The current upshot, though, is that 80 of 120 prescribed preparatory overs have been lost, with who knows how many more to follow, and those who have not been at the IPL are short on cricket. Some, like Harry Brook, have at least been hammering runs in a different format in county cricket, but Adil Rashid has played one T20 since February 11, Mark Wood nothing at all since the Test tour to India ended in March and Archer one game in a year.

Wood had been due to play in Archer’s place here, while Sam Curran was pencilled in to replace Buttler, who had gone home to be with wife Louise as they wait on the birth of their third child.

Mark Wood had been due to play on Tuesday (Getty Images)

Mark Wood had been due to play on Tuesday (Getty Images)

Heading to The Oval, then, England must decide whether to get those players into the action or return to the side that won at Edgbaston on Saturday in an attempt to further fine-tune the first XI.

The good news is that if ever there was a World Cup to arrive with room to grow, this might be it. The tournament structure is initially forgiving: in a five-team group that includes Scotland, Oman and Namibia (as well as Australia), England must only finish in the top two to qualify, and pre-seeding of the following round means it does not matter whether that is in first or second. The alternate view, of course, is that Tuesday’s opener against Scotland now looks the kind of banana skin they have slipped on more than once before.

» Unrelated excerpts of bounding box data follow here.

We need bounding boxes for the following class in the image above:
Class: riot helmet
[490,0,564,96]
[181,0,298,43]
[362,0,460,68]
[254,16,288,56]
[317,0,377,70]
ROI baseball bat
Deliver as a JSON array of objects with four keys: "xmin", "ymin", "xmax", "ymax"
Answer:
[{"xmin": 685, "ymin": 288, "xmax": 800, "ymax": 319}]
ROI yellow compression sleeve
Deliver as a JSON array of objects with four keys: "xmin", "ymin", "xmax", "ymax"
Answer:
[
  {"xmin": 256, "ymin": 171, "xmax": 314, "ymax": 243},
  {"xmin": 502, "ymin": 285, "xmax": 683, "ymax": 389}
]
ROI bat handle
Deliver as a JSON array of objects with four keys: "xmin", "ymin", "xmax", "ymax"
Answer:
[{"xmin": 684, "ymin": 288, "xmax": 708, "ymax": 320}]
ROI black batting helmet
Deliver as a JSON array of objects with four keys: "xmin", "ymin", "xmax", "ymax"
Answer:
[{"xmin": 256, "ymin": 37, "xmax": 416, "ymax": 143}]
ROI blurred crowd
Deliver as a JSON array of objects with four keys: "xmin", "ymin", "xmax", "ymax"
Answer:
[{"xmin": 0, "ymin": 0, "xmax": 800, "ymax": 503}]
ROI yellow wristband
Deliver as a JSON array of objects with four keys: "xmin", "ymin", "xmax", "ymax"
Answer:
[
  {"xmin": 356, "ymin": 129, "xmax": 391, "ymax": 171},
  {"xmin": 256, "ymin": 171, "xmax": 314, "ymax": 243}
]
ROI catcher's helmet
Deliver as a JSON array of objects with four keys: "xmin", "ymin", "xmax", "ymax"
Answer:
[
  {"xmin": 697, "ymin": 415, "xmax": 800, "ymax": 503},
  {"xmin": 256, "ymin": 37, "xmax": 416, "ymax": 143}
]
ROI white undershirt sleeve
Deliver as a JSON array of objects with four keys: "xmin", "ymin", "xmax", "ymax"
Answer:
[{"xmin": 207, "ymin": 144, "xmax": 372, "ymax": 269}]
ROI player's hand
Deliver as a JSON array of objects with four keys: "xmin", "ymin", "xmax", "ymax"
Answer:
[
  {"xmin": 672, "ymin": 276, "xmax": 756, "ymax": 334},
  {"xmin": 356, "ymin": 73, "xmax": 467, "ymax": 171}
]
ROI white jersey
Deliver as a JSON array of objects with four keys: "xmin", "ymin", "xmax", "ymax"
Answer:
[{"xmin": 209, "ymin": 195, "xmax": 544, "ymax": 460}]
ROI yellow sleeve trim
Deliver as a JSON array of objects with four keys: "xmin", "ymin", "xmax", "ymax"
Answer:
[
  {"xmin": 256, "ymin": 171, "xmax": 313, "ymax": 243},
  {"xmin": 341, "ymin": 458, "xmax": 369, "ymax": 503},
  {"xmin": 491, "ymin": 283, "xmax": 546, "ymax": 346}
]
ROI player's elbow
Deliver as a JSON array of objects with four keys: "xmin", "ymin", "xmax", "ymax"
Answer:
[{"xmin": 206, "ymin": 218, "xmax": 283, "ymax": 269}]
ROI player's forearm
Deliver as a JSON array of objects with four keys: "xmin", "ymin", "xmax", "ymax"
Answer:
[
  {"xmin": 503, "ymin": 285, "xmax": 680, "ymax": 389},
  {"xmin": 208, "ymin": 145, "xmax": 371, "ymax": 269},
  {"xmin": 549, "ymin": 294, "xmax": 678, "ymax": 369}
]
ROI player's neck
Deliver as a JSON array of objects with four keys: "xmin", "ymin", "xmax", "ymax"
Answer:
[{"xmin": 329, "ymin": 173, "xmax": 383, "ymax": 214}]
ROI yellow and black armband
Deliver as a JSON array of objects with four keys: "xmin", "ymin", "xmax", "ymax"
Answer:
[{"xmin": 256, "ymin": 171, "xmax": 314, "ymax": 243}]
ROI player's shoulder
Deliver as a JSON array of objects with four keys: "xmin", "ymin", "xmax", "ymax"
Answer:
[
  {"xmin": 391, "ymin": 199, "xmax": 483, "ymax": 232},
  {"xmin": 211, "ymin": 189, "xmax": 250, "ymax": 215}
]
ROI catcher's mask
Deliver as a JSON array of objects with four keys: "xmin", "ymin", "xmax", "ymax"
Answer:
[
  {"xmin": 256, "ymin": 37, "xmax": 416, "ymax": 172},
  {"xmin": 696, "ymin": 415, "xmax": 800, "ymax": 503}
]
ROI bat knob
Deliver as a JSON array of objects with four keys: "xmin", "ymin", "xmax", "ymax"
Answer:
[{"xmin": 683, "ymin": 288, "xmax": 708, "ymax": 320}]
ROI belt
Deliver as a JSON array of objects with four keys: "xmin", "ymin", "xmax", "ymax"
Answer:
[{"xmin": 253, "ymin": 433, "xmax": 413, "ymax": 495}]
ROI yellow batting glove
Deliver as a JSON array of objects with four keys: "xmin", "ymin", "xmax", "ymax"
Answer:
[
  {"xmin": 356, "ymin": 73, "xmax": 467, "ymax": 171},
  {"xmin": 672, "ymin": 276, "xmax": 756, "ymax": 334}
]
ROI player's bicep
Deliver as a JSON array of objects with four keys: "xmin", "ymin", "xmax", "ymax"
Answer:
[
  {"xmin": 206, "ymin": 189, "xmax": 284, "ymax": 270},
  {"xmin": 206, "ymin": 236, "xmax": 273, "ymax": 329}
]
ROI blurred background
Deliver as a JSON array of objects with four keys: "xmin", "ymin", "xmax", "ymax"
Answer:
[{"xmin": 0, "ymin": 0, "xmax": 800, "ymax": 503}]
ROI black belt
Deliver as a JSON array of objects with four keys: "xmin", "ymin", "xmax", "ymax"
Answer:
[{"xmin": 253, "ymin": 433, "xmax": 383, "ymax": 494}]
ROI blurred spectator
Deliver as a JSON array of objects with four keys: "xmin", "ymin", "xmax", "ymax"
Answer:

It is worth pointing out, though, that no team’s preparation is going brilliantly. India are already fretting about fatigue following a full IPL, which finished only on Sunday. Pakistan have suffered the same washouts as England. Australia have flown early to the Caribbean, but with only nine players in situ played a warm-up game against Namibia overnight with coaches and selectors making up the numbers in the field. South Africa, minus their IPL headliners, have just been swept 3-0 by co-hosts West Indies, who are perhaps tracking best of all.